Sally Rooney has shot to international acclaim with her first two novels, but before this she was making a name for herself as a short story writer, with Mr Salary (2016) being shortlisted for the Sunday Times EFG short story award. Her offering here is called Colour and Light. Aidan is being picked up by his brother when he first meets Pauline. She is enigmatic, worldly and always slightly out of reach. In town for an arts festival she keeps running into Aidan and her brother; each time making him wonder more about who she is. Although little in the way of action happens as these two cross paths, Colour and Light shows how close we can be to someone – a brother or partner – and yet also not really know them at all. One also gets the impression of emotional sadness running through Pauline which is highlighted by Rooney’s pared back and emotionally acute writing style. Unsurprisingly as the story ended, I found myself wanting to know more about the characters and inventing further backstory for them in my head.
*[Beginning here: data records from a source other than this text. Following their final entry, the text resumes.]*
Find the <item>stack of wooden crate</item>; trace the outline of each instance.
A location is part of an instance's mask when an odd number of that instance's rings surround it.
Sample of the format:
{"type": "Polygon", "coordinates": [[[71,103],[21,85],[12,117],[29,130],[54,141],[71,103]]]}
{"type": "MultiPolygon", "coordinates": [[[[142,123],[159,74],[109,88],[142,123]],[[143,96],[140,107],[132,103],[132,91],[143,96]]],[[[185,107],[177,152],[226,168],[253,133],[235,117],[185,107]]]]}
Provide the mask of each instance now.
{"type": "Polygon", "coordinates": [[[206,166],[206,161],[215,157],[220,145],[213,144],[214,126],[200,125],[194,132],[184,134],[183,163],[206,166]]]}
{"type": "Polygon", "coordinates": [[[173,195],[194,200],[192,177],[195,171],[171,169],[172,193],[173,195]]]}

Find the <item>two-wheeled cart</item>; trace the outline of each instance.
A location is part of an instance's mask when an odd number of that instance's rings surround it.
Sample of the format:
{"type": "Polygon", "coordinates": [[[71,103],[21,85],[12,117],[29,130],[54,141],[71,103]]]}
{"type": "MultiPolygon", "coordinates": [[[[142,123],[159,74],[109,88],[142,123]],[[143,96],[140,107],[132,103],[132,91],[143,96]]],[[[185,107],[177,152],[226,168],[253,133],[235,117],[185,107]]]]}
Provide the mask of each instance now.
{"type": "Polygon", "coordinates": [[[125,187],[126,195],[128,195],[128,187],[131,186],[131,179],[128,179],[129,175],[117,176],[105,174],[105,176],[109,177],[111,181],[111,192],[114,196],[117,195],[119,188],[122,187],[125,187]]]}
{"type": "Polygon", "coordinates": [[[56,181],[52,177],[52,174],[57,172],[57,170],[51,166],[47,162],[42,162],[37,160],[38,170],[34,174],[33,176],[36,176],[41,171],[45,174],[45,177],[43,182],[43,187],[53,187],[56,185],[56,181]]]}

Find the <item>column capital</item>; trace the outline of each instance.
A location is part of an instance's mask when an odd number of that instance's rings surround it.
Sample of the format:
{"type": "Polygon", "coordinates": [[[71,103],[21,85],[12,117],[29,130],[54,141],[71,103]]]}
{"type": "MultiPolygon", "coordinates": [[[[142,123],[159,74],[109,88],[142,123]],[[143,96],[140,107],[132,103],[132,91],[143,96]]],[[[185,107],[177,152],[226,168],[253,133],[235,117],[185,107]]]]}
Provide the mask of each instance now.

So how does Being Various fit together as a collection? Although impossible to sum up and evaluate each of the twenty four stories in a short review, it is pleasant to be able to dip in and out of a collection and find oneself confronted with skill and intrigue on each page. Although identity is a political hot topic, as touched upon in the introduction, remarkably few writers choose to directly investigate national identity here. Instead this is more done by the very inclusion of such a diverse group of writers. I hope the selection of stories mentioned above give a good idea of the power of each story and how enjoyable this collection is to read. If one wants to start at page one and read each story in order, the collection flows well and has been edited to fit together well. There is a good mix of light and darkness (thankfully, as Irish art has a well-deserved reputation for darkness, there are rays of light radiating through) and each story offers something new and exciting.
Lucy Caldwell (ed.), Being Various: New Irish Short Stories (Faber and Faber, 2019). 978-0571342501, 354pp., paperback.